Tencent Now More Valuable Than Facebook

While Alibaba and its charismatic founder tend to eat up a lot of the Western press when it comes to Chinese eCommerce and its national explosion, Tencent has quietly been growing an ever-larger and more global footprint — and a bigger valuation to go along with it.

The operator of China’s largest social network and gaming company, Tencent reported a big breakthrough last week with the announcement that it will be making its first extension outside of China with the coming-soon Malaysian debut of its WeChat ecosystem.

The expansion and the netting of an ePayment license in Malaysia for local transactions puts Tencent in more direction competition with the Alibaba Group as both firms push to grab up extra-China marketshare.

Tencent managed to become the first Asian firm to hit a market cap of $500 billion — and on Tuesday, it surpassed Facebook in market value.

“Malaysia is actually quite large in the sense that we have 20 million WeChat users, huge potential, and the market is quite warm towards internet products from China,” Tencent’s President Martin Lau said.

WeChat Pay and Alibaba’s Alipay currently dominate the Chinese payment landscape. Both are also looking to expand to the global stage — though thus far, that effort has mostly been about supporting Chinese consumers shopping and traveling abroad.
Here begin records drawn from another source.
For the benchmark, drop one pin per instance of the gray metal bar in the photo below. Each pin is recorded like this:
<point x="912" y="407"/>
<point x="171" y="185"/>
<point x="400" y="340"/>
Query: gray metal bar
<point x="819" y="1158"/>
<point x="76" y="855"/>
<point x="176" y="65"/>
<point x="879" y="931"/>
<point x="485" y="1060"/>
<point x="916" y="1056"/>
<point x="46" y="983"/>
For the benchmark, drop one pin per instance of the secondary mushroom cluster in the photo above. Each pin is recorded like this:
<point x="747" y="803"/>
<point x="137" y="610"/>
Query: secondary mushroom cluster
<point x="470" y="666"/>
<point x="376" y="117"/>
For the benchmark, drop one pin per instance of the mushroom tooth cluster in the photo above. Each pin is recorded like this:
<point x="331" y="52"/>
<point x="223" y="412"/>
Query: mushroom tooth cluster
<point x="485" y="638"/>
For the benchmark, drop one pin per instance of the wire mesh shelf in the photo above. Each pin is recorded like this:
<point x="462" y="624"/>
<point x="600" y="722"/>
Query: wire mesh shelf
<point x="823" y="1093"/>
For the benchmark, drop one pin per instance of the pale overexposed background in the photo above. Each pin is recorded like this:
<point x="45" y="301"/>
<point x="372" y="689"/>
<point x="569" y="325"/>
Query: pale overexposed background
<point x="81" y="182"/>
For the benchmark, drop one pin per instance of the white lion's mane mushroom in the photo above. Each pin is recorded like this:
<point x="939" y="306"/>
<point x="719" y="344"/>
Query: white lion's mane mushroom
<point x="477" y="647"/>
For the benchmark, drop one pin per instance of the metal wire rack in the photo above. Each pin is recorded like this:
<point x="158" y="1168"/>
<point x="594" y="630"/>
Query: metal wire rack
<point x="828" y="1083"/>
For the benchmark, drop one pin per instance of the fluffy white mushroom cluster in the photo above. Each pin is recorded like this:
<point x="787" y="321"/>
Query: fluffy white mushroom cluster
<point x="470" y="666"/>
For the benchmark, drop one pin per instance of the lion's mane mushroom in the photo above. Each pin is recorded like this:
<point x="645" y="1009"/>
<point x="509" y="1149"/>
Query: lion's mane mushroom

The expansion into local payment, services, however, is new and goes hand in hand with efforts on the part of both firms to expand their connections to local markets and local transactions. Alipay’s parent company Ant Financial has joint ventures in seven markets for local digital payments services.

Their goals remain different — Alipay is directly payments and transaction-generation focused, while Tencent is more directly concerned with increasing traffic on the WeChat network.

“We walk our own path at our own pace…and, to be honest, there is really quite a lot to do in China,” Lau said.